An Emotional Journey
“La bohème” never had a great reputation among “opera highbrows.” It does somewhat lack the moral ambiguity of, let’s say Shakespearean magnificence or even Verdi and Mozart’s grandeur. However, it cannot be accused of being overly intellectual, too, something that resonates with its popularity among the public. It offers a concise, atmospheric plot that connects with the viewer’s emotions, incorporated with great duets and arias around the corners. It does have a sophistically constructed spine, which may not be visible at first glance. Puccini’s opera successfully surpasses his own derivatives.

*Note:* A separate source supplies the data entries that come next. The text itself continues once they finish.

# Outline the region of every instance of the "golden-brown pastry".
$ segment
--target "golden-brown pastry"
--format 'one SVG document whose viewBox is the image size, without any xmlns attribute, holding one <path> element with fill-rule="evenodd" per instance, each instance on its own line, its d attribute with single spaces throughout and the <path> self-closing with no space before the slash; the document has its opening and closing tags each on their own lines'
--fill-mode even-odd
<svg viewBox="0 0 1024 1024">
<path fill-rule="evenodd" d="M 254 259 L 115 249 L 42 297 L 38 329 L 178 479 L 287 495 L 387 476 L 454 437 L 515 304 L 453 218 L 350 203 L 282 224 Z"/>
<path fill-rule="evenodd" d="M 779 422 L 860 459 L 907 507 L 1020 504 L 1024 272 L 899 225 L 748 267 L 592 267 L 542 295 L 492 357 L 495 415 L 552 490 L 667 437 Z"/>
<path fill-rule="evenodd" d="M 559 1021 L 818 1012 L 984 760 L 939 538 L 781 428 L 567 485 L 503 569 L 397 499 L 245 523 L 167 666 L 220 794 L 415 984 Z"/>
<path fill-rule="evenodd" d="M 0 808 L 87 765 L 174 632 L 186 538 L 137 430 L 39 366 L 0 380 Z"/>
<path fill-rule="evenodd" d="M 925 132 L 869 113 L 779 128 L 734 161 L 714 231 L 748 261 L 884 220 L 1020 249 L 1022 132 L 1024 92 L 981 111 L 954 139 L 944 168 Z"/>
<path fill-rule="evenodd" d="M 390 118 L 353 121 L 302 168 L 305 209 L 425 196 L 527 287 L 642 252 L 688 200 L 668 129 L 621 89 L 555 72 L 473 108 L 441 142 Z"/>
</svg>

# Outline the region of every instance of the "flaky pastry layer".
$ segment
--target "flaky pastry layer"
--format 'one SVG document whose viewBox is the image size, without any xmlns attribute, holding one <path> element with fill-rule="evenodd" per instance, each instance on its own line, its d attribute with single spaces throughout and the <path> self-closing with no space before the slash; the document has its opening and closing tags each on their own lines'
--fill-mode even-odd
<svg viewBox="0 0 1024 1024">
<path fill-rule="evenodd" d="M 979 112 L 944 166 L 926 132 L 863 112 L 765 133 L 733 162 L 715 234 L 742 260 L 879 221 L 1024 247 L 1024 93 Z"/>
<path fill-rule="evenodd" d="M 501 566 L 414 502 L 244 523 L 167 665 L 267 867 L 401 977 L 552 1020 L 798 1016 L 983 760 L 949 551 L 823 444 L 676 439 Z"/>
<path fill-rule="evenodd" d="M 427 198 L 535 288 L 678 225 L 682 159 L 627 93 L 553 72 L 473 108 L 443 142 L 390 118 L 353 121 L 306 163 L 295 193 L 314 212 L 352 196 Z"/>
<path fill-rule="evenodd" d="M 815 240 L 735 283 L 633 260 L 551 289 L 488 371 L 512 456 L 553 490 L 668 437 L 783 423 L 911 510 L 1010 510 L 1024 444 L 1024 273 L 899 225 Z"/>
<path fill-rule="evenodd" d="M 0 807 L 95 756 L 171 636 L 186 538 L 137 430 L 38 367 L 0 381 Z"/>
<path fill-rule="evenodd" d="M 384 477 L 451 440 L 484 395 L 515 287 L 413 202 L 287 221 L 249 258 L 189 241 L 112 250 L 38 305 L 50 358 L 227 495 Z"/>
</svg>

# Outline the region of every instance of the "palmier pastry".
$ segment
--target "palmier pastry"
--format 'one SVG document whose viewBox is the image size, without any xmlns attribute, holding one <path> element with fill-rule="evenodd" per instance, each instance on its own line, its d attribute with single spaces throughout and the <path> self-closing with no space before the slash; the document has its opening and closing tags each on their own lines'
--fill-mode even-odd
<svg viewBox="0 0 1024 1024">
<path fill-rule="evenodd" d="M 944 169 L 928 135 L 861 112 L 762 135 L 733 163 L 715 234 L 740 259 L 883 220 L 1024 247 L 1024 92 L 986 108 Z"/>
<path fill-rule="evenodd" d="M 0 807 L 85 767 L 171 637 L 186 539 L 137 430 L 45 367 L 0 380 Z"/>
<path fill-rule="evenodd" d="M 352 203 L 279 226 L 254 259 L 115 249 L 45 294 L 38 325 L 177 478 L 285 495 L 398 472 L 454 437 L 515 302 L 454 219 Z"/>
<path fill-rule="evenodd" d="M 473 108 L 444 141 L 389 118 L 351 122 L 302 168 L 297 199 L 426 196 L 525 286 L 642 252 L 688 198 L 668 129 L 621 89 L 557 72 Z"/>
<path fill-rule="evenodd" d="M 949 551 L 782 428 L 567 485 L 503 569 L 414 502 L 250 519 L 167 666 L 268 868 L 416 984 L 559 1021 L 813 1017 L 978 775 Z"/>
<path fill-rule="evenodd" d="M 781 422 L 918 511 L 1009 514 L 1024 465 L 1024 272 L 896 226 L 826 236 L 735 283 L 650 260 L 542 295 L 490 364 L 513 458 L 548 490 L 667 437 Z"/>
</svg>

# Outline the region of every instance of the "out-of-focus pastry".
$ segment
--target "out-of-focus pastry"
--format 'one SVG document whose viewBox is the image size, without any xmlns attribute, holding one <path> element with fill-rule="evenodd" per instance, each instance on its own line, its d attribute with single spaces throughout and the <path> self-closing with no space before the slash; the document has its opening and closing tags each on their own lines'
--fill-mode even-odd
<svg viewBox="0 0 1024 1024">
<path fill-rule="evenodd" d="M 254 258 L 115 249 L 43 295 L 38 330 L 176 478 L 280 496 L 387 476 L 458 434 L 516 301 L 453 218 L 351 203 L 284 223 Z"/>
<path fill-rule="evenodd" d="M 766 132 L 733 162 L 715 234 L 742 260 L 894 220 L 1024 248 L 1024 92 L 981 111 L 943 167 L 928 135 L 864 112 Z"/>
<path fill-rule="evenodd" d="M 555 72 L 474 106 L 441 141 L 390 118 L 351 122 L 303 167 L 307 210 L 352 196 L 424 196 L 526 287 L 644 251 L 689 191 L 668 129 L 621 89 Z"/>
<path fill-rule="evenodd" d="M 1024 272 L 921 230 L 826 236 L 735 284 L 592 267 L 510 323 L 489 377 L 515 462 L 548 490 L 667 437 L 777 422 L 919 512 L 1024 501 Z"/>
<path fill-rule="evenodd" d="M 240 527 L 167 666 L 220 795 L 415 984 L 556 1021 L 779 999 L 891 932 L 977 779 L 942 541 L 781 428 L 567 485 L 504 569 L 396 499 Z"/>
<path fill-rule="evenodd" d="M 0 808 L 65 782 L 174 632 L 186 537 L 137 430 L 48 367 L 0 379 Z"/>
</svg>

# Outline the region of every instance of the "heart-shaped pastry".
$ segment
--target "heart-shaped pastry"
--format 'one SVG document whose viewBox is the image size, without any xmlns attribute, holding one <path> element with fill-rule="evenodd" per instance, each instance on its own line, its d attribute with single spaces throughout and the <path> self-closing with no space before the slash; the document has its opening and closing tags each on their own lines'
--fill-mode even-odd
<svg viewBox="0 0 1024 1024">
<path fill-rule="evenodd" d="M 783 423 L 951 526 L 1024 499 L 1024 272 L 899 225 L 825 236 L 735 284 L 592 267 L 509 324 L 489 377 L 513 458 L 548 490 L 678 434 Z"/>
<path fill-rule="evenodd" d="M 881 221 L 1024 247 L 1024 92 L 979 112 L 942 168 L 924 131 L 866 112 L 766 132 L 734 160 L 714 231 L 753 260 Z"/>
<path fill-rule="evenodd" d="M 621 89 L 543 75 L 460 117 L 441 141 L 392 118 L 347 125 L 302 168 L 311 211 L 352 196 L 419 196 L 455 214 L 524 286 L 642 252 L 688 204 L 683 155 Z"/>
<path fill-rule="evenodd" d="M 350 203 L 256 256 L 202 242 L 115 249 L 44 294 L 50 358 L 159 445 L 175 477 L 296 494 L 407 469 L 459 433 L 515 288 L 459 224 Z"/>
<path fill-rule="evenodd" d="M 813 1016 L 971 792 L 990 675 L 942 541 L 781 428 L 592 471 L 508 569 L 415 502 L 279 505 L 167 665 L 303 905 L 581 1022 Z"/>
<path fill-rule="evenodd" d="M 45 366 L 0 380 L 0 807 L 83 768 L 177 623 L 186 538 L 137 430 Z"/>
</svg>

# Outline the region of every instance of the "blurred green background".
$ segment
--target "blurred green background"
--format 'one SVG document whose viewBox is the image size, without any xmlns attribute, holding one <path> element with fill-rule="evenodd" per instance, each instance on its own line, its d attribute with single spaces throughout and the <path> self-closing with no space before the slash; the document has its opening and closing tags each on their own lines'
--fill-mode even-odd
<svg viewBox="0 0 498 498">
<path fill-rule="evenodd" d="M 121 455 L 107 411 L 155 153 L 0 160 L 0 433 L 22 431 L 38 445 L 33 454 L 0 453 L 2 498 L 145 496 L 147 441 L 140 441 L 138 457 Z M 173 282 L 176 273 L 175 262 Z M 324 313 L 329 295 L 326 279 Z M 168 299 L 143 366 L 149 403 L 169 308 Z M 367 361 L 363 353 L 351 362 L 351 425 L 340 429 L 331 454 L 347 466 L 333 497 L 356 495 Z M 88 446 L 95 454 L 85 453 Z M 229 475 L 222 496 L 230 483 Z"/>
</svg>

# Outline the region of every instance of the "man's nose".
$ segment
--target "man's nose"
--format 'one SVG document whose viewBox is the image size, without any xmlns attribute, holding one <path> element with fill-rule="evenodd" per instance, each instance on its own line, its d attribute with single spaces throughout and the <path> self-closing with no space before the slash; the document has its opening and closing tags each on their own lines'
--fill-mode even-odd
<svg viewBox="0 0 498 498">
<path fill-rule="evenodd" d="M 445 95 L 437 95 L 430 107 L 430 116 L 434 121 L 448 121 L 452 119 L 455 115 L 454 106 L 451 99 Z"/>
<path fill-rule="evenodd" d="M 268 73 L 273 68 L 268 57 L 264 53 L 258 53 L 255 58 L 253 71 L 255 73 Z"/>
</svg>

One thing “La Bohème” guarantees is the anticipation of happiness. When Puccini duly mesmerizes the viewers with his exceptionally crafted score, those expectations are rarely left unfulfilled. The composer dishes out a mixture of ravishing music framed within tight construction, ceasing at the perfect moment, with the right pinch of sentimental overtones. It may not boast of depth, but it surely carries enough emotional weight for the viewers to fill the gaps with their own dreams. Each encounter with the opera will make the audience rethink the delicate elements, one that the composer successfully deploys to make it a time-proof masterpiece.